Thread: Selecting large objects stored as bytea

Selecting large objects stored as bytea

From
"Ludger Zachewitz"
Date:
Hello,

I have the following problem accessing postgres (version: 8.2.X) from java 1.6_03 using driver (currently version:
postgresql-8.2-508.jdbc4.jar)and hope someone can help me. I have created an table 'files' with the columns 'file_id',
'filename'and 'file_content'. 'file_content'is of type bytea and should store large binary files. A method for storing
filesin that table also exists and work fine. 

Now I am trying to select a stored 'file_content' from the table and store it directly on the filesystem. Because the
filescould be very large, i don't want to hold them in the main memory -- so I am using Input- and Outputstreams (see
sourcecode below). 

When i am now selecting a file_content (of only 50 MByte -- according to the pgsql documentation files of 1 GByte are
supported)the running of the source code below results in a 'Out of Memory Exception' at the command line 

'ResultSet rs = statement.executeQuery(selectClause);'

After increase of HEAP in java it works, but also the java needs much memory, as I don't expect it. I have also tried
tosubstitute this command line by prepared-statement like 
'PreparedStatement ps = this.dbConnection.prepareStatement(selectClause);'

Do have anyone a solution for that problem?

Thanks for any help.

Regards,
Ludger Zachewitz


SOURCE-CODE:


    public void selectLargeObject(String selectClause, File file)
           throws SQLException, IOException {
       InputStream in = null;

       this.dbConnection.setAutoCommit(false);
       Statement statement = this.dbConnection.createStatement(
               ResultSet.TYPE_FORWARD_ONLY, ResultSet.CONCUR_READ_ONLY);

       ResultSet rs = statement.executeQuery(selectClause);

       if (rs != null) {
           while (rs.next()) {
               in = rs.getBinaryStream('file_content');
           }

           FileOutputStream fos = new FileOutputStream(file);

           int readBytes = 0;
           byte[] value = new byte[1024];

           while ((readBytes = in.read(value)) > 0) {
               fos.write(value, 0, readBytes);
           }
           fos.flush();
           fos.close();
           rs.close();
       }
       statement.close();
   }


--
GMX startet ShortView.de. Hier findest Du Leute mit Deinen Interessen!
Jetzt dabei sein: http://www.shortview.de/?mc=sv_ext_mf@gmx

Re: Selecting large objects stored as bytea

From
Richard Huxton
Date:
Ludger Zachewitz wrote:
> Hello,
>
> I have the following problem accessing postgres (version: 8.2.X) from
> java 1.6_03 using driver (currently version:
> postgresql-8.2-508.jdbc4.jar) and hope someone can help me. I have
> created an table 'files' with the columns 'file_id', 'filename' and
> 'file_content'. 'file_content'is of type bytea and should store large
> binary files. A method for storing files in that table also exists
> and work fine.
>
> Now I am trying to select a stored 'file_content' from the table and
> store it directly on the filesystem. Because the files could be very
> large, i don't want to hold them in the main memory -- so I am using
> Input- and Outputstreams (see source code below).

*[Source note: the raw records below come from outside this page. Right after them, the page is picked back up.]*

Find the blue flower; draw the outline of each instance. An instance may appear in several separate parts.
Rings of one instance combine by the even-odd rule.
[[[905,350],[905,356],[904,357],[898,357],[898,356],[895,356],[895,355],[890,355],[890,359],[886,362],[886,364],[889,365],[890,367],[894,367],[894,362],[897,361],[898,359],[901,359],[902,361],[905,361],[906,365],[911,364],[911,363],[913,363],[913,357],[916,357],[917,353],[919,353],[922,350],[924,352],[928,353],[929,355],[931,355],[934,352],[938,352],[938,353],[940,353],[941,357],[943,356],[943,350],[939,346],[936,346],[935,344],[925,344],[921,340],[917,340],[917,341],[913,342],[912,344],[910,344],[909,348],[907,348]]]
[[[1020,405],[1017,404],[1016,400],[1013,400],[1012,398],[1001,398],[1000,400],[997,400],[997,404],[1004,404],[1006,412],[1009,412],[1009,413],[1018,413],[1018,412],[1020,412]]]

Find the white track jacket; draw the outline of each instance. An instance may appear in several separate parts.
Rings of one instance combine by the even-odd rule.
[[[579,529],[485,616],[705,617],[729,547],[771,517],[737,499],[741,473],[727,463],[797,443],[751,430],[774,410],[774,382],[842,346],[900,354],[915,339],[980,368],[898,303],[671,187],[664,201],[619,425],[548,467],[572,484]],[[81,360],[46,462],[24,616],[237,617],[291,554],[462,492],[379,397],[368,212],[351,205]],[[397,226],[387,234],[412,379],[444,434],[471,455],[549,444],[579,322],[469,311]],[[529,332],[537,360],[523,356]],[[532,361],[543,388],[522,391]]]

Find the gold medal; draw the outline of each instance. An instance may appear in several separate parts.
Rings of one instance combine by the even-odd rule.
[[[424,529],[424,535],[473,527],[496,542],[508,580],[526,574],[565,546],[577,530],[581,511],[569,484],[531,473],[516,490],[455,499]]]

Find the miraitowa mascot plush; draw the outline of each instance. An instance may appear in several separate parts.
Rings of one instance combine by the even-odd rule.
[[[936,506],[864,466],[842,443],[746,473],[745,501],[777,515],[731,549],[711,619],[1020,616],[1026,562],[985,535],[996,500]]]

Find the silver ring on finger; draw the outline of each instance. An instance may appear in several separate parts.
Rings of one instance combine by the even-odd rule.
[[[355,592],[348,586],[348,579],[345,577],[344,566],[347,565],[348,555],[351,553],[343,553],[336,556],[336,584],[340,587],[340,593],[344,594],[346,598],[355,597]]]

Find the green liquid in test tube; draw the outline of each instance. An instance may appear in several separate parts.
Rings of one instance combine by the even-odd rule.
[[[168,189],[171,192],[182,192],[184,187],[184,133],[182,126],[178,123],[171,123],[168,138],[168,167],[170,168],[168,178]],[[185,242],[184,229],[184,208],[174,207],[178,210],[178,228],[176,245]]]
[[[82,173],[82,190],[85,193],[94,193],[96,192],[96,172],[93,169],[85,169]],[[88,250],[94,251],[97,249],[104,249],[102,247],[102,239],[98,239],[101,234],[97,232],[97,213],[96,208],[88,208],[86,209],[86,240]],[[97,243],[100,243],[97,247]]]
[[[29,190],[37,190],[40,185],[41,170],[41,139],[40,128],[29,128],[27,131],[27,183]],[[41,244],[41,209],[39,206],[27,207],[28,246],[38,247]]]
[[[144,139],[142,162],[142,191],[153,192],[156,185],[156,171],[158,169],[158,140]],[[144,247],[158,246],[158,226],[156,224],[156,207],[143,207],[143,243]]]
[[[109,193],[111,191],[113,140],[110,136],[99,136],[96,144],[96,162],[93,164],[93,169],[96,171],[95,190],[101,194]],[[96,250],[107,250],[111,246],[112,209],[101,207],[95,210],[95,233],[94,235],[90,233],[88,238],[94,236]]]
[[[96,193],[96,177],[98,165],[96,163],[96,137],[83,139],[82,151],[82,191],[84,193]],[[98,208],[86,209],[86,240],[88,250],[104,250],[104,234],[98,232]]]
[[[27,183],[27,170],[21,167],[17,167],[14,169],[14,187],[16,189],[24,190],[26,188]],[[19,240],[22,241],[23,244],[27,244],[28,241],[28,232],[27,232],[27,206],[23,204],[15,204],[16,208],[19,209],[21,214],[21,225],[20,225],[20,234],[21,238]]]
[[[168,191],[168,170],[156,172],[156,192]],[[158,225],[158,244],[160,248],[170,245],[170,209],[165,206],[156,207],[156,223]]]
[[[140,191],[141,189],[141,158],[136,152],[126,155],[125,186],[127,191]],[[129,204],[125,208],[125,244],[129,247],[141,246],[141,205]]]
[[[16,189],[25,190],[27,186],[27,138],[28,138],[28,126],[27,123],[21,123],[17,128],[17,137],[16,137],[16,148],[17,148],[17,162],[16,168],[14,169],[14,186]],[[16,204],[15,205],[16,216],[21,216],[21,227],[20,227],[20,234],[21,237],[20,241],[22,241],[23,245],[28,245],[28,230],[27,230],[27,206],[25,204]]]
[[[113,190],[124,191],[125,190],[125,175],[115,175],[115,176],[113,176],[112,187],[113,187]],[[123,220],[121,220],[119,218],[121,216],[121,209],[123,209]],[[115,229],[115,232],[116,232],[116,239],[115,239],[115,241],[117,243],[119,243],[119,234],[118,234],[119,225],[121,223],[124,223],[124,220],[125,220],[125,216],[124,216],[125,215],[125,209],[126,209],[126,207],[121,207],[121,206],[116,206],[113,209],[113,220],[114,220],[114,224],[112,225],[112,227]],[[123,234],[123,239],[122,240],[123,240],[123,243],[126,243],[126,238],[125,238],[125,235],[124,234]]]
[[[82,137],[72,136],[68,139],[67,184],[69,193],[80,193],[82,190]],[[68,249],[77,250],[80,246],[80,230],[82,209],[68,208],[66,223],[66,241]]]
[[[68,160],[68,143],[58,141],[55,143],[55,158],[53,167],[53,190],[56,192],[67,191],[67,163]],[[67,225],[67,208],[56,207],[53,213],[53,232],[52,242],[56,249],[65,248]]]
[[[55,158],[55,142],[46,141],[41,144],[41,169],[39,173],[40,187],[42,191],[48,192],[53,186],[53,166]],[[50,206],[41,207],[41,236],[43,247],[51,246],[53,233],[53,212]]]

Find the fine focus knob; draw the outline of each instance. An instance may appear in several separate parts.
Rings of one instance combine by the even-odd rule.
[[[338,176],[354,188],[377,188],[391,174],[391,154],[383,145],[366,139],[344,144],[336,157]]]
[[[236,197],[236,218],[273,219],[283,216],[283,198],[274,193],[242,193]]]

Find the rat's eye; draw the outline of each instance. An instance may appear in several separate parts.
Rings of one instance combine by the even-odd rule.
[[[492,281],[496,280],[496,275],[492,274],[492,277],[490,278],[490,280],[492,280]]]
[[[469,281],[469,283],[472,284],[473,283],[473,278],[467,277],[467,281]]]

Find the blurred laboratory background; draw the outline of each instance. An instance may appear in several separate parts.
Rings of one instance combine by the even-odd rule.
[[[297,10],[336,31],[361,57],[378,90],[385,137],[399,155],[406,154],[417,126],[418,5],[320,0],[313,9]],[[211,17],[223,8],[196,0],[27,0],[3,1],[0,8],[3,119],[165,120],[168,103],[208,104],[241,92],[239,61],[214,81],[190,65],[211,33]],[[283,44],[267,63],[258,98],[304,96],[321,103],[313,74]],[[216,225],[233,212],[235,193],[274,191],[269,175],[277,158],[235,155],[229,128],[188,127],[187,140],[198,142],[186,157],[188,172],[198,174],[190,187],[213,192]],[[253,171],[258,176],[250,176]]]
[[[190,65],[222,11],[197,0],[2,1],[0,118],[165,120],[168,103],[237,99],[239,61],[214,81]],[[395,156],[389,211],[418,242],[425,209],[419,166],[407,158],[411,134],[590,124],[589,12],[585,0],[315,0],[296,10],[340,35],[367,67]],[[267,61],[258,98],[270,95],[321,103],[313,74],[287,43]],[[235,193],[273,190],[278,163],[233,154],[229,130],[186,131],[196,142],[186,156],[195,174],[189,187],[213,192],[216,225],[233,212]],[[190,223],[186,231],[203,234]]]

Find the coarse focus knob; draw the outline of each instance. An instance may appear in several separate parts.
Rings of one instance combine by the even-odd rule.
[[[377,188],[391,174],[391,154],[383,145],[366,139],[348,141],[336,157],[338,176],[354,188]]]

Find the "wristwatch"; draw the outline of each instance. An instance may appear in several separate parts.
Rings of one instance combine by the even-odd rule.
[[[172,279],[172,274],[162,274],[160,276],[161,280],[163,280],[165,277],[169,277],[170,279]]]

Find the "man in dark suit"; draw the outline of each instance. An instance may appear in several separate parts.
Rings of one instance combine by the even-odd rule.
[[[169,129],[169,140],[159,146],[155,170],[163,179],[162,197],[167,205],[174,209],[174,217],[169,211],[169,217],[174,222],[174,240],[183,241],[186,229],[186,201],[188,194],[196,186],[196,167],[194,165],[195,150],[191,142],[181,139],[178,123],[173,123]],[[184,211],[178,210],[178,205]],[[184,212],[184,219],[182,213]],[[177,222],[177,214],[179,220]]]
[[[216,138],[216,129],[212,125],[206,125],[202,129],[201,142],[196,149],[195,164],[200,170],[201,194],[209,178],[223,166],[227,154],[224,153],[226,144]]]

If you don't want the whole field at once, you don't want a bytea. The
large-object interface offers lo_read/lo_write to let you grab data in
smaller chunks.

See the manuals for details, I'm afraid I'm not sure of the procedure
for accessing lo_read from JDBC.

--
   Richard Huxton
   Archonet Ltd

Re: Selecting large objects stored as bytea

From
"Daniel Verite"
Date:
    Ludger Zachewitz wrote:

> 'ResultSet rs = statement.executeQuery(selectClause);'
>
> After increase of HEAP in java it works, but also the java
> needs much memory, as I don't expect it. I have also
> tried to substitute this command line by prepared-statement
>  like 'PreparedStatement ps =
> this.dbConnection.prepareStatement(selectClause);'
>
> Do have anyone a solution for that problem?

You could use the function below that breaks a bytea value into pieces
of 'chunksize' length and returns them as a set of rows.
Syntax of call:
SELECT * FROM chunks((SELECT subquery that returns one bytea column),
1024*1024)

CREATE OR REPLACE FUNCTION chunks (contents bytea,chunksize int)
 RETURNS SETOF bytea AS $$
DECLARE
 length int;
 current int;
 chunk bytea;
BEGIN
  IF contents IS NULL THEN
    RETURN NEXT NULL;
    RETURN;
  END IF;
  SELECT octet_length(contents) INTO length;
  current:=1;
  LOOP
    SELECT substring(contents FROM current FOR chunksize) INTO chunk;
    RETURN NEXT chunk;
    current:=current+chunksize;
    EXIT WHEN current>=length;
  END LOOP;
  RETURN;
END;
$$ language 'plpgsql';

Another option would be not to use that function, but instead implement
its logic in your client-side code (multiple SELECTs in a loop). I
expect this would lessen the server-side memory consumption.

 Best regards,
--
 Daniel
 PostgreSQL-powered mail user agent and storage:
http://www.manitou-mail.org

Re: Selecting large objects stored as bytea

From
Tomasz Ostrowski
Date:
On Fri, 22 Feb 2008, Daniel Verite wrote:

> You could use the function below that breaks a bytea value into
> pieces of 'chunksize' length and returns them as a set of rows.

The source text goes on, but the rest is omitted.